There are papers in the ACM Creativity and Cognition conference proceedings that tackle the types of evaluation that I think you are describing, as it has a focus on the connections between art, design and technology. See:
The 2Seas Interreg funded 'VIVID' project was often very practically focussed, and centred on design and creative processes. You can contact the project organisers at Breda City Council for more information on [email protected] and read more on http://www.vivideurope.net/.
in the new JM issue, there is a paper on the evaluation of new product design by Homburg et al. Maybe it helps. Otherwise, you might look into the following papers:
Russell (2003): Effort After Meaning and the Hedonic Value of Paintings.
Millis (2001): Making Meaning Brings Pleasure: The Influence of Titles on Aesthetic Experience
Not in any way. There are specific and important knowledge studied the area.
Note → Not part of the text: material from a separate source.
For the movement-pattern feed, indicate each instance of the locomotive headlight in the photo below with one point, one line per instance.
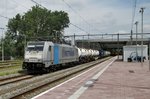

There are many interesting tools. There are a book of design methodology, with interesting articles, Vijay kumar authored, called "101 design methods a structured approach for driving innovation in your organization." Look "design methodology" texts.
Thank you all for your answers and recommendations. I appreciate the diversity of proposed sources, but I understand also that my question was perhaps not formulated precisely enough.
By evaluation of design outcomes in research projects, I am not referring to design projects. Indeed, my focus is not on good design here, but on something that seems to be a contested topic.
I understand Bryan R Lawson's critique of Fraser's "Design Research in Architecture" (as found in his review published in Design Studies in January this year) and his concern that its authors try to simply "generate design work that affords multiple interpretations". However, such criticism seems to dismiss the work done in the field of research through design, a term used by Koskinen, Zimmerman, Forlizzi and more recently Krogh (all relying partially on Christopher Frayling's influential text "Research in art and Design", RCA, 1995). The fine but important difference is that the scope of research through design is not the process of designing - a field that has been comprehensively and exhaustively explored by authors such as Cross, Buchanan, Dorst or Lawson. It has - in my understanding - a more general scope of generating theory that is relevant outside of design practice (or design theory). It is not about studying outstanding designers or designs, but things outside of the immediate design practice - such as the experience of the environment, production of meaning, interaction of human and non-human actants...
Research in the area of cognition and creativity could indeed bring more clarity to what is at stake when designing with a research question in mind, but the number of papers that discuss this is still very limited. I am looking forward to being convinced of the opposite.
To add more diversity into the discussion, maybe institutional funders perspective should also be considered on the evaluation of design outcomes in research projects... please check:
[1] T. Hellström (2010) 'Evaluation of artistic research'. Research Evaluation 19 (5): 306-316.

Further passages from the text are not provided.